5.14.2009

St. Vincent - Actor


Since picking up the Yeah Yeah Yeahs new album It's Blitz! a few weeks ago, I had been lauding it as the best album of the year. I showered the record with praise that drenched it like the guy in the old Irish Spring commercials. And all of that praise was deserved, but guess what... 2009 is an INCREDIBLE year for new music and St. Vincent's new release Actor has supplanted It's Blitz! as the front runner for album of the year. And yes, I know it's only May. I have a calendar. I just wrote about calendars, I love them... there's lots of 2009 left. But that's what is so additionally exciting. It's only May! Great music is oozing out of this year, so please go to a record store, pick up something new (or... "download" it if the tangible disinterests you).

Actor arrives two years after St. Vincent's first album Marry Me, which was one of the most exciting new artist debuts in recent memory. Of course, a great first album is both a blessing and a bane. We've all heard of the sophomore curse that destroys some bands before they begin or shows, in the case of former-darlings Franz Ferdinand, what a band really is... patently shitty. Actor denies the sophomore slump with the force of a hurricane mixed with an earthquake bred with a grizzly bear. The album is better than Marry Me, and almost completely different, not at all content to rest on successful folk-infused indie balladiering. Instead it strives toward a more dissonant, crunchier, over-driven sound coupled with gorgeous vocals and ingenious (yes... so genius there's a prefix) lyrics.

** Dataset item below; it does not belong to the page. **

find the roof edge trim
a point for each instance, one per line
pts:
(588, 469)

St. Vincent is not a band, but one Annie Clark, a multi-instrumentalist dynamo from Tulsa, Oklahoma who also happens to be entirely gorgeous. Prior to her solo releases she was a member of the Polyphonic Spree and Sufjan Stevens' touring band. And she's an incredible musician, both vocally and in her compositions. Seeing her live is an experience that anyone with a shred of fandom in them must do. Clark takes the stage alone, surrounded with instruments, effects pedals, double mics and minimal lighting. She then proceeds to create songs from the album, layered and sonically dense, without any one's help. She is a slight, demure character, with lightly curled dark hair cut above the shoulders and big, inviting eyes. She looks smaller than her voice, and yet she's capable of invoking deep passion, fear and whimsy through the haunting (yet sweet) quality in her singing.

Back to the album. A rarity in being better than her first, Clark creates a dark, but delightful scene reminiscent of the opium scenes in Alice In Wonderland. (I mean, the whole book/movie is opiate-laden, but specifically the mood and tone of whispering precariousness.) Opening with a howling track called "The Strangers," the album continues to haunting tracks like "Black Rainbow" and "Just The Same But Brand New". Actor isn't devoid of upbeat, fun tracks though. "Actor Out Of Work" is incredible, and I compel you to check out the video. My favorite track captures the ideas of aging, isolation, and trying to go home and it has the most hardcore title on the album. "Laughing With A Mouthful Of Blood" crashes and then paces with brilliant lyrics like "All of my old friends aren't so friendly, and all of my old haunts are now haunting me." Very concisely expressing the very alienation that time can provide, and Annie Clark loves alienation... and she's not afraid of it. For St. Vincent, life is a complicated fantasy and success isn't predicated through skill or talent so much how we face the darknesses around us. We've got to hunt the monsters under the bed. Take the fight to them. No more lying awake in fear.

Actor deserves an A grade, and it's an 11 on the Spinal Tap scale of excellence. Annie Clark has shown an incredible virtuosity and creativity that is so rare in the current one-and-done indie rock scene. It's not often that the new record is better than the first, especially when the first was deliciously breakout awesome. This one is. Now, if only she'd write a song called "Marry Me, Nate" I could die in peace.